В день задержания Маркова следователь и работники ОБХСС едут к нему на квартиру для производства обыска. В квартире их встречает жена Маркова. Ей предъявляется постановление, приглашаются понятыми соседи. Всем присутствующим объясняется цель обыска, его причины. Перед обыском, как обычно, предлагается выдать отыскиваемые товары и ценности, но Маркова, с удивлением пожав плечами, заявляет, что никаких ценностей у нее нет.

Тщательно, сантиметр за сантиметром, под оханье хозяйки исследуются комната за комнатой, просматриваются все вещи. Маркова то и дело вскрикивает:

— Поосторожнее! Не поцарапай подоконник — недавно красили! Куда стул двигаешь! Ведь полосы остаются на полу!

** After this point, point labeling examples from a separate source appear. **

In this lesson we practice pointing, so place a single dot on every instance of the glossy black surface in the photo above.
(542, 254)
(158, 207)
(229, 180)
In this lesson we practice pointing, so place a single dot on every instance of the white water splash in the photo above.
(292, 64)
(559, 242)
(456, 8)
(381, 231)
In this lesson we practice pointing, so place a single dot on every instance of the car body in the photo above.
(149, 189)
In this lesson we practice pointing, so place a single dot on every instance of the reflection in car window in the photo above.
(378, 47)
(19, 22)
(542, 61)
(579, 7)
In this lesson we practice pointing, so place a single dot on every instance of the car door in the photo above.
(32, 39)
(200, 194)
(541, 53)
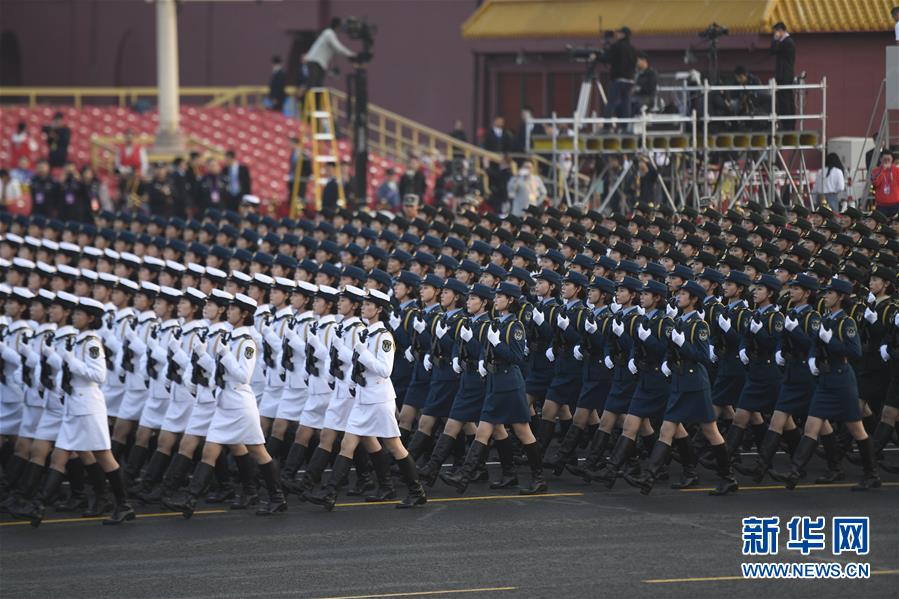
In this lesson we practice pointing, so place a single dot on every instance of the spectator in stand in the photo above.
(831, 182)
(645, 86)
(22, 146)
(58, 137)
(525, 189)
(784, 50)
(277, 85)
(322, 51)
(46, 194)
(497, 138)
(389, 192)
(622, 59)
(237, 180)
(885, 179)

В стенном шкафу среди рваных чулок, стоптанных ботинок, тряпья, сломанных детских игрушек обнаруживают магнитофон «Астра-2», а в кухонном столе — новый, в заводской упаковке, транзисторный приемник «Сокол». В паспортах этих радиотоваров нет отметки магазина.

На предварительном допросе, здесь же, Маркова отрицает свое отношение к сокрытию вещей:

— Муж как-то принес, но я его отругала, и он сразу же унес его. Затем притащил магнитофон, сказав, что купил его, я снова стала ругаться. Муж забрал магнитофон и ушел из дому. В тот день он был сильно пьян. Обнаружила я эти вещи недавно. И как они оказались в шкафу, ума не приложу...

В очередной передаче по телевидению «Человек, общество, закон» работники прокуратуры города рассказали и о хищении, совершенном Марковым. Уже через день следователю позвонили сразу двое. Женщина, отказавшись назвать свое имя, взволнованно сообщила, что в одной квартире (она сообщила адрес) хранятся ценные вещи Марковых. Мужчина, что звонил позднее, заявил, что Марковы хранили часть вещей в его квартире, и только вчера вечером мать и сын все забрали.

И снова мчится по городу оперативная машина, снова следователь объясняет понятым цель и причину обыска, вновь предоставляет хозяйке возможность самой выдать ценности, а та отказывается. Снова начинается тщательный обыск, но ничего нет. «Может быть, чья-то мистификация? — думает следователь, начиная вторичный осмотр. — Но кому нужна такая глупая шутка?» Однако и во второй раз ничего не найдено. Когда следователь и работники ОБХСС спускались по лестнице на улицу, настроение их было далеко не радужным. Но у самого подъезда их встретил мальчуган лет 12—13 и доверительно сообщил: «Дяденьки, у Марковых есть кладовая в подвале дома».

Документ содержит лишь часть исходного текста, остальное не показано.